This notebook develops data transformations and formatting to prepare for use in a model. Code is intended to be functional and able to be copied to new notebooks for submission or other use.

## Package imports:

In [1]:
import gresearch_crypto

from datetime import datetime
import pandas as pd

## Declare variables:

In [2]:
train_filepath = '/kaggle/input/g-research-crypto-forecasting/train.csv'
asset_details_filepath = '/kaggle/input/g-research-crypto-forecasting/asset_details.csv'

## Import data:

In [3]:
train_df = pd.read_csv(train_filepath)
asset_details_df = pd.read_csv(asset_details_filepath)

In [4]:
train_df.tail()

In [5]:
asset_details_df.tail()

## Define functions for data cleaning / transforms:

In [6]:
def clean_dates(df):
    '''
    Function to clean timestamps of an individual coin 
    by the earliest and latest timestamps observed for that coin.
    Also fills in missing values by the method chosen for the interpolate function.
    
    Inputs: 
        df (pd.DataFrame.GroupBy object) :
            Grouped Dataframe by unique coins.

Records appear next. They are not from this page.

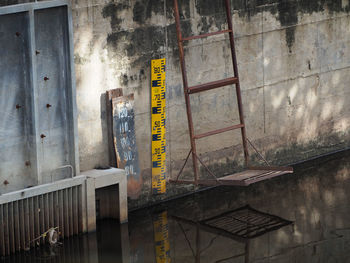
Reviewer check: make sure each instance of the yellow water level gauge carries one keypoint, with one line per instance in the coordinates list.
(158, 126)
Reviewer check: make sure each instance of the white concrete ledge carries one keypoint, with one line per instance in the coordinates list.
(97, 179)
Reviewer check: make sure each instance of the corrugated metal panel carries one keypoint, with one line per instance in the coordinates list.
(22, 221)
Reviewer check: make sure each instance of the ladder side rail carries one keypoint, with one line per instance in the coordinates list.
(185, 83)
(238, 88)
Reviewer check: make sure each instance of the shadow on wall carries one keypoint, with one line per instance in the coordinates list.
(294, 65)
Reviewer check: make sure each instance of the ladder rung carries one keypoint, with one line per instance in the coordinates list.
(234, 127)
(212, 85)
(207, 35)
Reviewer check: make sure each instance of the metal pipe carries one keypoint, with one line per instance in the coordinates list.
(238, 88)
(185, 83)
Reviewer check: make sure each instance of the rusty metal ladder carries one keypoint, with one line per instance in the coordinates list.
(254, 174)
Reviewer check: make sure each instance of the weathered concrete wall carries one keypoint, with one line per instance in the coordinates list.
(294, 62)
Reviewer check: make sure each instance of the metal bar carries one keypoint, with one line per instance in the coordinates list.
(17, 228)
(34, 96)
(11, 228)
(2, 235)
(6, 228)
(203, 135)
(183, 167)
(37, 216)
(256, 150)
(206, 35)
(32, 6)
(212, 85)
(272, 168)
(208, 170)
(70, 214)
(80, 211)
(32, 221)
(199, 182)
(26, 219)
(61, 204)
(238, 88)
(198, 244)
(66, 214)
(42, 216)
(185, 83)
(75, 210)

All timestamps must be
            in intervals of 60 seconds.

    Outputs:
        constant_dates_df (pd.DataFrame) :
            Dataframe with timestamps and filled missing values.
    '''
    
    df = df.copy()
    
    dates = range(min(df["timestamp"]), max(df["timestamp"]), 60)
    
    df.set_index("timestamp", inplace = True)
    
    df = df.reindex(dates)
    
    # don't fill missing values at end of dataset, where they do not
    # have ending observations to interpolate with
    df.interpolate(method = "linear", inplace = True, limit_area = "inside")
    
    return df
    
def standardize_data(df):
    '''
    Function to standardize data by creating rows for every timestamp
    and subsetting to only consider when all coins had their first observation made.
    
    Inputs:
        df (pd.DataFrame) :
            Time series data to be standardized
            
    Outputs:
        standard_df (pd.DataFrame) :
            Time series data now standardized
    '''
    
    # deep copy to not alter the original
    df = df.copy()
    
    # fill missing rows / values between coin's start and stop date
    # Note: Missing rows beyond an individual coin's start / stop date are not created,
    # only those between are filled in
    standard_df = df.groupby("Asset_ID").apply(clean_dates).reset_index(level = 0, drop = True)
    
    # reset twice so timestamp is only a column and not also index, 
    # this makes each entry have a unique index
    standard_df = standard_df.reset_index()
    
    # get the earliest timestamp for each coin, then get the latest timestamp out of those.
    # this shows when the latest coin was introduced, after which there are observations for
    # all coins
    first_timestamp = max(standard_df.groupby("Asset_ID")["timestamp"].min())
    
    # subset to only consider the time period where observations existed for all coins
    standard_df = standard_df.loc[standard_df["timestamp"] >= first_timestamp]
    
    # drop ending rows with missing values
    standard_df.dropna(inplace = True)
    
    return standard_df

## Show problems with dataset that need cleaning:

 - Many missing target values

In [7]:
train_df.isna().sum()

- Different starting dates for each coin

In [8]:
train_df.groupby("Asset_ID")["timestamp"].min()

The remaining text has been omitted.